ENH add sparse_matmul_to_dense #31952

lorentzenchr · 2025-08-15T13:03:21Z

Reference Issues/PRs

Fixes #516.

What does this implement/fix? Explain your changes.

This adds a dedicated Cython routine to compute dense_C = sparse_A @ sparse_B.

Any other comments?

github-actions · 2025-08-15T13:04:19Z

✔️ Linting Passed

All linting checks passed. Your pull request is in excellent shape! ☀️

_{Generated for commit: 1a6f645. Link to the linter CI: here}

lorentzenchr · 2025-08-15T13:14:12Z

A little benchmark

Summary: Roughly up to a factor of 2 as compared to sparse-sparse A @ B, never worse.

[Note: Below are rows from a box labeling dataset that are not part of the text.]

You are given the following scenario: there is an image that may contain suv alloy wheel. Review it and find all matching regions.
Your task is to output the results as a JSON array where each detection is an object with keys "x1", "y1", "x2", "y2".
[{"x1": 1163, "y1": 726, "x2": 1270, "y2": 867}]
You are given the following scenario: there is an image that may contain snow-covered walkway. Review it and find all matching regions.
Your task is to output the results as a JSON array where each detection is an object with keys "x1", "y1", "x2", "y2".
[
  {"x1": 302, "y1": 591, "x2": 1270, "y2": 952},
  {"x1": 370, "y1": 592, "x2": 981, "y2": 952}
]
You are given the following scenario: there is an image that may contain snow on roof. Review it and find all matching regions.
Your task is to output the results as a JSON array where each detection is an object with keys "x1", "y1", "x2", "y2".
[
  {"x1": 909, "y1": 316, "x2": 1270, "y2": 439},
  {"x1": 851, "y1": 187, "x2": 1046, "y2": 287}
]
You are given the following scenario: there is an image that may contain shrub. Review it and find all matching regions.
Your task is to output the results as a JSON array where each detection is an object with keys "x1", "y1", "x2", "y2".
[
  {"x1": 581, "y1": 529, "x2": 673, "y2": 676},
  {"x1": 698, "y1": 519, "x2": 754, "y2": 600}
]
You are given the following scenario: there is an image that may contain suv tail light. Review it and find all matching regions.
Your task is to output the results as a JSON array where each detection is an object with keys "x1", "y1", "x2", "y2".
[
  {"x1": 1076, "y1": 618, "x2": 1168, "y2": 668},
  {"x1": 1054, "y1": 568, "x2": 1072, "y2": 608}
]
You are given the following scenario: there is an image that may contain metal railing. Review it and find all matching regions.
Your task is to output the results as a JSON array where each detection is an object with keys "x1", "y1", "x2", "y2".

bench(n1=100, n2=10_000, n3=100, sparseness=0.2)
dense @ dense               = 0.006206989288330078s
csr @ csr time              = 0.10099363327026367s
sparse_matmul_to_dense time = 0.059606075286865234s

csr @ csc time              = 0.11165523529052734s
sparse_matmul_to_dense time = 0.06802892684936523s

csc @ csr time              = 0.10589003562927246s
sparse_matmul_to_dense time = 0.06432199478149414s

csc @ csc time              = 0.10179805755615234s
sparse_matmul_to_dense time = 0.06096005439758301s

bench(n1=1000, n2=100, n3=1000, sparseness=0.2)
dense @ dense               = 0.004218101501464844s
csr @ csr time              = 0.08667707443237305s
sparse_matmul_to_dense time = 0.041673898696899414s

csr @ csc time              = 0.08884096145629883s
sparse_matmul_to_dense time = 0.041052818298339844s

csc @ csr time              = 0.08859896659851074s
sparse_matmul_to_dense time = 0.040785789489746094s

csc @ csc time              = 0.08806490898132324s
sparse_matmul_to_dense time = 0.07811689376831055s

I guess that the csc @ csc case could be improved by constructing out as F-contiguous, but this would make the contiguity of the returned result dependent on input sparse formats. And this case might be rare.

Details

from time import time
import numpy as np
import scipy.sparse as sp
from sklearn.utils.sparsefuncs import sparse_matmul_to_dense
def bench(n1=100, n2=100, n3=100, sparseness=0.5, rng=123):
    rng = np.random.default_rng(rng)
    a_dense = rng.standard_normal((n1, n2))
    b_dense = rng.standard_normal((n2, n3))
    p = [1 - sparseness, sparseness]
    a_dense.flat[rng.choice([False, True], size=n1 * n2, p=p)] = 0
    b_dense.flat[rng.choice([False, True], size=n2 * n3, p=p)] = 0
    t0 = time()
    a_dense @ b_dense
    t = time() - t0
    print(f"dense @ dense               = {t}s")
    for af in ("csr", "csc"):
        a = sp.csr_array(a_dense) if af == "csr" else sp.csc_array(a_dense)
        for bf in ("csr", "csc"):
            b = sp.csr_array(b_dense) if bf == "csr" else sp.csc_array(b_dense)
            t0 = time()
            a @ b
            t = time() - t0
            print(f"{af} @ {bf} time              = {t}s")
            t0 = time()
            sparse_matmul_to_dense(a, b)
            t = time() - t0
            print(f"sparse_matmul_to_dense time = {t}s\n")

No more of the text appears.